Ultimately, by grasping the essence of what is required, the system can then elaborate on the details. This process starts with understanding the core idea (the holistic “blueprint”), then unfolds into detailed expression or action. Only after forming a conception does the system proceed to its verbalization (selecting words, formulas) or to planning concrete actions in the world to test or realize it. This is the key inversion compared to current LLMs! Instead of building a response bottom-up (from word to word), the AGI must work top-down : from a holistic conception to its detailed expression.
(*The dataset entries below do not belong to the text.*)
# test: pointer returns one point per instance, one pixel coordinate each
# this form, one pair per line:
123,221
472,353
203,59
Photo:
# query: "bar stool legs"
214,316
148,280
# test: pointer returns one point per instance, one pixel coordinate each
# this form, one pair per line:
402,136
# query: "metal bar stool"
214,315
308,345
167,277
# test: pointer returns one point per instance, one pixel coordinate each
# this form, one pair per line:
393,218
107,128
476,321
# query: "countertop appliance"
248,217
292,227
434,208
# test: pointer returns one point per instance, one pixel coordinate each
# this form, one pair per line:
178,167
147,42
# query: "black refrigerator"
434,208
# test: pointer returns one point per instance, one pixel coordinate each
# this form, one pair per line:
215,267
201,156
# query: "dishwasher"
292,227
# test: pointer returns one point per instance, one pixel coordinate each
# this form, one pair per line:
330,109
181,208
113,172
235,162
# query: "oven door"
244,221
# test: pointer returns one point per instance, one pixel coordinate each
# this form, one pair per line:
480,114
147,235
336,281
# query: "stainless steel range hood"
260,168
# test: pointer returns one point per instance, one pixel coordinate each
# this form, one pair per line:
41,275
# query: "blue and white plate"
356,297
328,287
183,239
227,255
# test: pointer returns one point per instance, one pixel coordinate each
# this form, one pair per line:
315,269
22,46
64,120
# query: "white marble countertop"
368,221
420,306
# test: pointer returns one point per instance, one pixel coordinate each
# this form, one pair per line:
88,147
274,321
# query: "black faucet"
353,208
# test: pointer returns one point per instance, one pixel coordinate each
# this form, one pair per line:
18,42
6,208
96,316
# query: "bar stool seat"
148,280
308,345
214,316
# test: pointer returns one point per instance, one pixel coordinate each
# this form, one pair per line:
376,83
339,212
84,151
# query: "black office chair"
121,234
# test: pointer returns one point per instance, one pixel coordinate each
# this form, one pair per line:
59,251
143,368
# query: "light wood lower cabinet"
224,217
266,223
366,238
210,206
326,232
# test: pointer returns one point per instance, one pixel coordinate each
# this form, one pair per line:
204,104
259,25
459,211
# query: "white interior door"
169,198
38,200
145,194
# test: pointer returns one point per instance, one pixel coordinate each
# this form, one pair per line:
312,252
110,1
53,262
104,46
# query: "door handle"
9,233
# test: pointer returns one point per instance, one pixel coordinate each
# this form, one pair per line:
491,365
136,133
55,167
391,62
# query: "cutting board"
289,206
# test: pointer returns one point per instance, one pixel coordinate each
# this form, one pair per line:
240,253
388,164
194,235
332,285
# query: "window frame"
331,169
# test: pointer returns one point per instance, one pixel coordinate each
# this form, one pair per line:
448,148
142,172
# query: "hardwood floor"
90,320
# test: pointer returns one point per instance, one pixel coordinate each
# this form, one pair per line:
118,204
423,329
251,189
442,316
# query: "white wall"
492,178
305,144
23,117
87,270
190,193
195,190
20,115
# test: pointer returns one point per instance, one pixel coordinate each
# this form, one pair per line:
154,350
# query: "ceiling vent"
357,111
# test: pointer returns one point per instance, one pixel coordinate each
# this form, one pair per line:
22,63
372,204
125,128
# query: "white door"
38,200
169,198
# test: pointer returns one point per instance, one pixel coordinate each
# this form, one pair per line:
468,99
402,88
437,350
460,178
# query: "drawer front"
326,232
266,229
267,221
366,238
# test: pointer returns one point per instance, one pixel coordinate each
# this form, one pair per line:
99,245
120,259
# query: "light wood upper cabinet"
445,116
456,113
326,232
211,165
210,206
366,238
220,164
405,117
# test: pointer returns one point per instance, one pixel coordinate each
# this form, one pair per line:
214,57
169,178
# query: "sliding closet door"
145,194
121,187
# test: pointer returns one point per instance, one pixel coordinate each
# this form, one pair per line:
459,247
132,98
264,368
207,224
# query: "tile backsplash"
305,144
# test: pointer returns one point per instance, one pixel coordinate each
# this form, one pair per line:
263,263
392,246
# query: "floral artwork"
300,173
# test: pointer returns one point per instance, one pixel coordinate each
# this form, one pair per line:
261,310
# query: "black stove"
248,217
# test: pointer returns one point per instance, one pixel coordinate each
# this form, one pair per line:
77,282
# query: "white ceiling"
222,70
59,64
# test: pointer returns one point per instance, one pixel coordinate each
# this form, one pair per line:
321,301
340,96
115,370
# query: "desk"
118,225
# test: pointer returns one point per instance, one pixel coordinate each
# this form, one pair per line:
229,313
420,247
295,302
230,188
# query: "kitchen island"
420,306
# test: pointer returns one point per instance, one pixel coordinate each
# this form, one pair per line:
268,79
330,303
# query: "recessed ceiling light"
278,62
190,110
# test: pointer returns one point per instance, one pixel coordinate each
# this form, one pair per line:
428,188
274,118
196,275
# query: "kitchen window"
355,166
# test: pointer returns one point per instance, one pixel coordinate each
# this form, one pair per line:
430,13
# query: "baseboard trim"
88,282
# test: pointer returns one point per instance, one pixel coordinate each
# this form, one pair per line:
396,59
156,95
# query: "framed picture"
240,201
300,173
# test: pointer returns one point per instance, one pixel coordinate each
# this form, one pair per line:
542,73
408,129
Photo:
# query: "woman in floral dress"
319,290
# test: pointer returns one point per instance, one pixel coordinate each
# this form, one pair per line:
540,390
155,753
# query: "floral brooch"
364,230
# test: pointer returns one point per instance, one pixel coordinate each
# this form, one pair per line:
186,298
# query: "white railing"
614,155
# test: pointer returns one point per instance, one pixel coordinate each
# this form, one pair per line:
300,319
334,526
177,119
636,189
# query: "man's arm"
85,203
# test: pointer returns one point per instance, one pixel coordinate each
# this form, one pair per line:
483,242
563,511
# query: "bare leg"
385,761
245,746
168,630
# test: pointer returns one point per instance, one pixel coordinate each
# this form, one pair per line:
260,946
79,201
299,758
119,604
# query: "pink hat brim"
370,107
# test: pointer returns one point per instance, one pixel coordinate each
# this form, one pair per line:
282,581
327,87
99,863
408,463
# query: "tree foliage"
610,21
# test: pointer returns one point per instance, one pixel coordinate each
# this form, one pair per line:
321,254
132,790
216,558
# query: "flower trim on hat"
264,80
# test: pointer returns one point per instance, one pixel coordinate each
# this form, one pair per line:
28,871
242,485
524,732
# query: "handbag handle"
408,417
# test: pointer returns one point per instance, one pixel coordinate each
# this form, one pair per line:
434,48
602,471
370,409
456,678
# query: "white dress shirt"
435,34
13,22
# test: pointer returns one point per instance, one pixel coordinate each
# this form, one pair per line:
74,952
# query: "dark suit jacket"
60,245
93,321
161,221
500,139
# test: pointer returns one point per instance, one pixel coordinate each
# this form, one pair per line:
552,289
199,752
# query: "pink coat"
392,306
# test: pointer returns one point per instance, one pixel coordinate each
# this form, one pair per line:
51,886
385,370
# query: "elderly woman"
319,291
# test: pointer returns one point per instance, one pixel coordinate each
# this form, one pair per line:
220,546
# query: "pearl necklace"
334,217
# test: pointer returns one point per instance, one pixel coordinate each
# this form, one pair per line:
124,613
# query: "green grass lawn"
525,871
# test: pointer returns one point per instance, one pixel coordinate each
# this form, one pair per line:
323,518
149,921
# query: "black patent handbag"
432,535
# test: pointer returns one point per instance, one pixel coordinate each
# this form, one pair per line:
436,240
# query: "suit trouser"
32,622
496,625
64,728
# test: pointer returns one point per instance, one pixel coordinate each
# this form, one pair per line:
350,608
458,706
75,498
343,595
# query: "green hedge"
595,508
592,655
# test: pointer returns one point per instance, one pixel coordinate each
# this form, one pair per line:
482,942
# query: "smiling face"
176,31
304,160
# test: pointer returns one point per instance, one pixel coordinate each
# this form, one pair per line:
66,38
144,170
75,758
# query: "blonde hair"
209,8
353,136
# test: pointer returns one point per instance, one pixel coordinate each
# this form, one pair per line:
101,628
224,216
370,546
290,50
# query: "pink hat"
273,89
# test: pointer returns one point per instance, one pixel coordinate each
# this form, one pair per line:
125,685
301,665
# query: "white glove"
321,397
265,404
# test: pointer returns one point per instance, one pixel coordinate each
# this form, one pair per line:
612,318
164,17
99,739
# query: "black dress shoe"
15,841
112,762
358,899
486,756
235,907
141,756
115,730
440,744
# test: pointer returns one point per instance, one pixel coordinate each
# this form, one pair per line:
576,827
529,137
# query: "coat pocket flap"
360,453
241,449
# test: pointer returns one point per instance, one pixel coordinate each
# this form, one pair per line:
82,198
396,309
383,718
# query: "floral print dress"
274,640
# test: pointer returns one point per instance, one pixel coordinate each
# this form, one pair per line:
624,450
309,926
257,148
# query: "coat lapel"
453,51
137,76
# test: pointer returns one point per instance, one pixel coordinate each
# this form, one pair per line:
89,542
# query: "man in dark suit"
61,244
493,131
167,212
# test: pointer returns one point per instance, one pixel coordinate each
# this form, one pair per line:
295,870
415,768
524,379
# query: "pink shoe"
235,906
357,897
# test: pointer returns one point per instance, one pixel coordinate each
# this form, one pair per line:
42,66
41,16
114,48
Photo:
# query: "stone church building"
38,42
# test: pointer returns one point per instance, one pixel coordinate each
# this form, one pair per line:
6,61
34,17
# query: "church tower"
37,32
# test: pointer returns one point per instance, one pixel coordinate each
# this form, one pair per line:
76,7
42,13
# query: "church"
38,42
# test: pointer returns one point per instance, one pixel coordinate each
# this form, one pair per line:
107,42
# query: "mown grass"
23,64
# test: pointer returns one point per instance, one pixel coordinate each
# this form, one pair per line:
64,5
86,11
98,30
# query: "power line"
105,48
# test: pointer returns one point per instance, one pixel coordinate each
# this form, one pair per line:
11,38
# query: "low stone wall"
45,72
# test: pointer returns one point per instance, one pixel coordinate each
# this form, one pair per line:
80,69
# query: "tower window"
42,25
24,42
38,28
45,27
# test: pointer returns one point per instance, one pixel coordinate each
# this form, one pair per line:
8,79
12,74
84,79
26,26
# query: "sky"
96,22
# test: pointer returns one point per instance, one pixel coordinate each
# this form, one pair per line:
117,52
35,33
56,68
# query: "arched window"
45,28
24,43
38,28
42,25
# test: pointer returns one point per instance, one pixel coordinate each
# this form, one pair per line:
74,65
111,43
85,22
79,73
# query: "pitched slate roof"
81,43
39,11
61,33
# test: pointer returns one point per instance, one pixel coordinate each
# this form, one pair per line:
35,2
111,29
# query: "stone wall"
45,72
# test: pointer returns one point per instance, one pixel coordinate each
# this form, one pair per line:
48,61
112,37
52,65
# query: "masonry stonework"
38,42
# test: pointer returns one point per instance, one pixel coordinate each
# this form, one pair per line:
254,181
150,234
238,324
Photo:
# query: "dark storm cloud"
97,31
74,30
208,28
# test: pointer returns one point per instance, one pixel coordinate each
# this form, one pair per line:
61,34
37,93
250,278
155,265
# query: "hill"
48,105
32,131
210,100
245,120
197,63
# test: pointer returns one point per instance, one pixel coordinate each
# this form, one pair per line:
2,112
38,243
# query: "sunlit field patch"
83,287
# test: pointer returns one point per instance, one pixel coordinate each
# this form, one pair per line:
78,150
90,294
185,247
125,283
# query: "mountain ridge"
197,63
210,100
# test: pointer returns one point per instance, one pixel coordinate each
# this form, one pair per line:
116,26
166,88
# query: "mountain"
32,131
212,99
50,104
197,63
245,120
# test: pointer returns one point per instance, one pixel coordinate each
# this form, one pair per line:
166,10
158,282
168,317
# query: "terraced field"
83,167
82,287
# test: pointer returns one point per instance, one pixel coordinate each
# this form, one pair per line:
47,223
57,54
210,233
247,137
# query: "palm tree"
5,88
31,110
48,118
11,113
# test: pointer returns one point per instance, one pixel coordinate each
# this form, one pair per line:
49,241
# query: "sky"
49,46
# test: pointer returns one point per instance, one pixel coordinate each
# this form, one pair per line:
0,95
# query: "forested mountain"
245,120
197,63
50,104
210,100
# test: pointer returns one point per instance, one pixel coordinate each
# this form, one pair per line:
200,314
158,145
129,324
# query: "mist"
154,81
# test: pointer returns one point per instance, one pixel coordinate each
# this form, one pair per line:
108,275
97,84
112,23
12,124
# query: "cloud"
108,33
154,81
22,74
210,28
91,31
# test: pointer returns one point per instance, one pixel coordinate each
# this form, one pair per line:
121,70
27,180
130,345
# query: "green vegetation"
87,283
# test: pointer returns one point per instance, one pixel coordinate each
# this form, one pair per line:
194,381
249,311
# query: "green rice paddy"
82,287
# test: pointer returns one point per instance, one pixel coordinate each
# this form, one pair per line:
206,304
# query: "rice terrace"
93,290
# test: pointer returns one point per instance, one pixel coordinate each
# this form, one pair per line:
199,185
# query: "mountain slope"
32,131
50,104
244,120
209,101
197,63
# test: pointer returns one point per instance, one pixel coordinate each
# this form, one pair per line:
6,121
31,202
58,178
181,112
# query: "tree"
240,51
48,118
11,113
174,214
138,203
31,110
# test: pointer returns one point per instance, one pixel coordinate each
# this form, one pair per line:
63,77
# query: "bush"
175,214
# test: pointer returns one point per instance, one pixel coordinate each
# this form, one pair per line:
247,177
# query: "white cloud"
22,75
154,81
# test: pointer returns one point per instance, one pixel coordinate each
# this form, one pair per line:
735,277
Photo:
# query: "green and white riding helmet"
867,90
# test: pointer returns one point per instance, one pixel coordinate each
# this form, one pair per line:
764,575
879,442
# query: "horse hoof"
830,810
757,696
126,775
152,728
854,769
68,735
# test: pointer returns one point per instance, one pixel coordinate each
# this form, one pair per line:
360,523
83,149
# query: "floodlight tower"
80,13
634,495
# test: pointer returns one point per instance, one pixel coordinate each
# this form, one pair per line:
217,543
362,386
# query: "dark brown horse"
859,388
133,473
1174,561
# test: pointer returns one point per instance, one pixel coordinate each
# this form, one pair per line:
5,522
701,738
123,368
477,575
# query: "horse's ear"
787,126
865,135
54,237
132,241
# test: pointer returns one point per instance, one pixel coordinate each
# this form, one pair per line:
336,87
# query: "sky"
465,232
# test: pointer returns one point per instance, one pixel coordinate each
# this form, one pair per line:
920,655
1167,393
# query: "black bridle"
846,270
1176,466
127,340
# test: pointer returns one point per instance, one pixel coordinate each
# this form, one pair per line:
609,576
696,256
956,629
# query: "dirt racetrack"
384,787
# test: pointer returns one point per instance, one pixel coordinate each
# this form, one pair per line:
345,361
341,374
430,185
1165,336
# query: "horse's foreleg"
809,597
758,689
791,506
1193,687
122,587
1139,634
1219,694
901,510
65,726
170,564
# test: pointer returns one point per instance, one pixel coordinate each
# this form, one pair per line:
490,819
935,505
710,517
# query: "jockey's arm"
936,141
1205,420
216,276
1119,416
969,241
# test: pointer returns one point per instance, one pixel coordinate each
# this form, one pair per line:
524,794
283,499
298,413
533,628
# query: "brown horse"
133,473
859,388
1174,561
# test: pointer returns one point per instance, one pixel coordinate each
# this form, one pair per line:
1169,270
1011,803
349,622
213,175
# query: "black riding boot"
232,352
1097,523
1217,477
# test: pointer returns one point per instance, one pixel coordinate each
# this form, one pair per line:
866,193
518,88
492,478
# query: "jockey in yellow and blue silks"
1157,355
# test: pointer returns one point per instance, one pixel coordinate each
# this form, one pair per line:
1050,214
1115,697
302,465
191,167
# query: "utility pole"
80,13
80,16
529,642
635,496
This allows it to correctly construct an answer by referencing details from its memory, the internet, a book, or direct observation of the world. Its response may refer to external data, but this data will serve merely as an illustration of its own hard-won thought.

Comparison with Current Models (Summary Table)

Implementation Roadmap

1. Create a Hybrid Architecture:

• Develop an architecture where an LLM is merely one module (a “Linguistic Renderer”).

• Create a prototype “Belief Map” (e.g., using a graph database) and a “Coherence Engine.”

2. Grounding Basic Beliefs:

• “Ground” the system in a simulated physical environment.

• Allow it to form the most fundamental beliefs: gravity, inertia, causality (“if I push a block, it will move”). Each such discovery is recorded in the “Belief Map.”

3. Activating the Motivational Engine:

• Begin feeding the system contradictory data, such as showing it an optical illusion or a magic trick within the simulation.

• This should generate the first “tension vector.” The system’s goal is to formulate a hypothesis that explains the contradiction and to plan an experiment to test it.

4. A Closed Loop of Growth:

• Give the system access to a vast “Knowledge Map” (the Internet).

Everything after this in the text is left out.